Le nucléaire a ceci de frustrant, quand on le prend comme objet de recherches, que l’on ne peut faire état que d’une fraction de ce que l’on est amené à voir. J’ai des dizaines de pages de notes sur des situations, des conversations, des observations que je ne peux pas exploiter. Les clauses de confidentialité grèvent la possibilité de communiquer la totalité des faits appris ou observés (même quand ils n’ont rien de particulièrement sulfureux). Et surtout, déontologiquement, il faut être certain de toujours protéger l’anonymat de ses interlocuteurs.
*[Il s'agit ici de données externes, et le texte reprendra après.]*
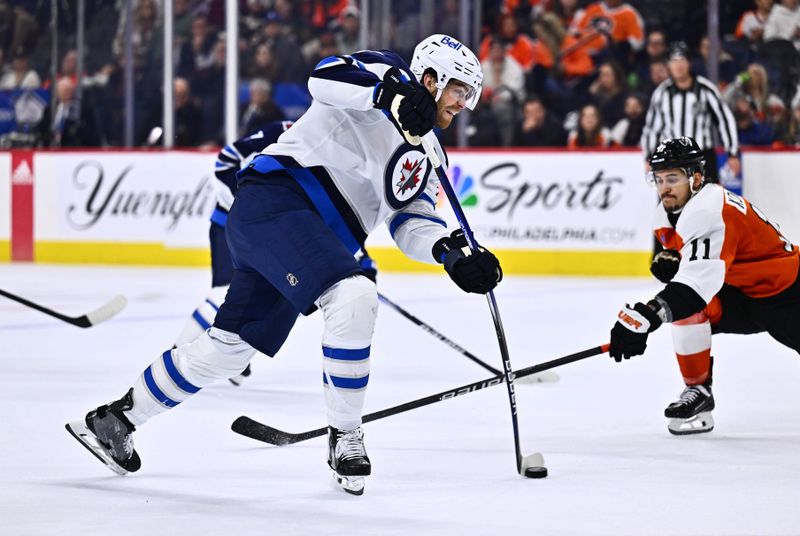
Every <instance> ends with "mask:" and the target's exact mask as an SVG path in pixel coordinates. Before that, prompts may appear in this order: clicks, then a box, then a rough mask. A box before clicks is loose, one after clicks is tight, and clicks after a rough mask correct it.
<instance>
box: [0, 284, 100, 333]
mask: <svg viewBox="0 0 800 536" xmlns="http://www.w3.org/2000/svg"><path fill="white" fill-rule="evenodd" d="M0 296H5V297H6V298H8V299H9V300H14V301H15V302H18V303H21V304H22V305H25V306H27V307H30V308H31V309H36V310H37V311H39V312H41V313H44V314H46V315H50V316H52V317H55V318H58V319H59V320H63V321H64V322H67V323H69V324H72V325H74V326H78V327H82V328H85V327H89V325H90V323H89V320H88V319H87V318H85V316H84V317H78V318H72V317H69V316H67V315H63V314H61V313H58V312H56V311H53V310H52V309H48V308H47V307H44V306H43V305H39V304H38V303H33V302H32V301H30V300H26V299H25V298H23V297H21V296H17V295H16V294H11V293H10V292H7V291H5V290H3V289H0Z"/></svg>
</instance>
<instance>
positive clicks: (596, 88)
mask: <svg viewBox="0 0 800 536" xmlns="http://www.w3.org/2000/svg"><path fill="white" fill-rule="evenodd" d="M597 71H598V73H597V79H596V80H595V81H594V82H592V85H591V86H589V95H590V98H591V101H592V102H593V103H594V104H596V105H597V107H598V109H599V110H600V115H602V116H603V123H604V125H605V126H607V127H609V128H610V127H612V126H614V125H615V124H616V123H617V121H619V120H620V119H622V118H623V117H624V116H625V99H626V98H627V96H628V91H627V90H628V84H627V82H626V80H625V73H624V72H623V70H622V67H621V66H620V64H619V63H617V62H615V61H607V62H605V63H603V64H602V65H601V66H600V68H599V69H598V70H597Z"/></svg>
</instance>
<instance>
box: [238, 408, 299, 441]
mask: <svg viewBox="0 0 800 536" xmlns="http://www.w3.org/2000/svg"><path fill="white" fill-rule="evenodd" d="M231 430H233V431H234V432H236V433H237V434H239V435H243V436H245V437H249V438H250V439H255V440H257V441H263V442H264V443H269V444H270V445H276V446H279V447H280V446H283V445H289V444H291V443H294V441H292V436H291V435H290V434H287V433H286V432H283V431H281V430H278V429H277V428H273V427H271V426H267V425H266V424H261V423H260V422H258V421H254V420H253V419H251V418H250V417H247V416H245V415H242V416H241V417H239V418H237V419H236V420H235V421H233V424H231Z"/></svg>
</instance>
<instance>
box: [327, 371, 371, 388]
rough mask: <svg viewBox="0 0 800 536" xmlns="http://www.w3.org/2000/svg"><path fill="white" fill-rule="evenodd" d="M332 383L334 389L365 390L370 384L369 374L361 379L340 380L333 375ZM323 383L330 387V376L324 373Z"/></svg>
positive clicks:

J’ai été amené à discuter du secret la semaine dernière au LATTS, qui m’avait invité à donner un papier en séminaire (le papier portait sur le rôle des classifications dans la conduite des affaires du monde, pour le dire vite). La discussion a dérivé sur la nature du secret dans les enquêtes géographiques. Je faisais valoir que la distinction de Hugh Gusterson, dans son People of the Bomb, était particulièrement opérante: le secret ne vaut pas comme contenu mais comme rituel. Cela m’avait particulièrement frappé un soir de 2010, quand j’allai à un rendez-vous sur un site nucléaire. C’était la fin de la journée. Je ne connaissais pas mon interlocuteur, auquel m’avait introduit une connaissance commune. Entré en voiture sur le site, passé par le poste de contrôle (qui m’avait fait vider mes poches à la recherche de clés USB, cet objet d’apocalypse), j’avais un peu tatônné pour trouver le lieu précis du rendez-vous, poussé quelques portes au hasard, me retrouvant dans de grands halls bourdonnants et vides, peuplés de machines étranges. J’avais finalement trouvé le chemin du petit bureau où m’attendait mon rendez-vous. La discussion avait été intéressante et animée. Et puis, j’avais demandé, à un moment, une précision sur les coûts de ce que me décrivait mon interlocuteur. Là, la réponse avait été ennuyée mais ferme: « Je ne peux pas répondre ». Je relançais: « Même avec des ordres de grandeur? ». De plus en plus ennuyé, mon interlocuteur m’avait dit: « Non, ça, vraiment, je ne peux pas. »
Le lendemain, j’avais fait une recherche plus précise, en utilisant des mots clés très spécifiques. Et là, je tombai sur un dossier de presse complet rédigé par l’institution en question, qui donnait la totalité des chiffres qui m’intéressaient. Le dossier était même destiné à un « petit déjeuner de presse », c’est dire que les chiffres étaient tellement peu sensibles que les journalistes ne risquaient pas de s’étouffer avec leur croissant… Le secret: pas un contenu, un rituel.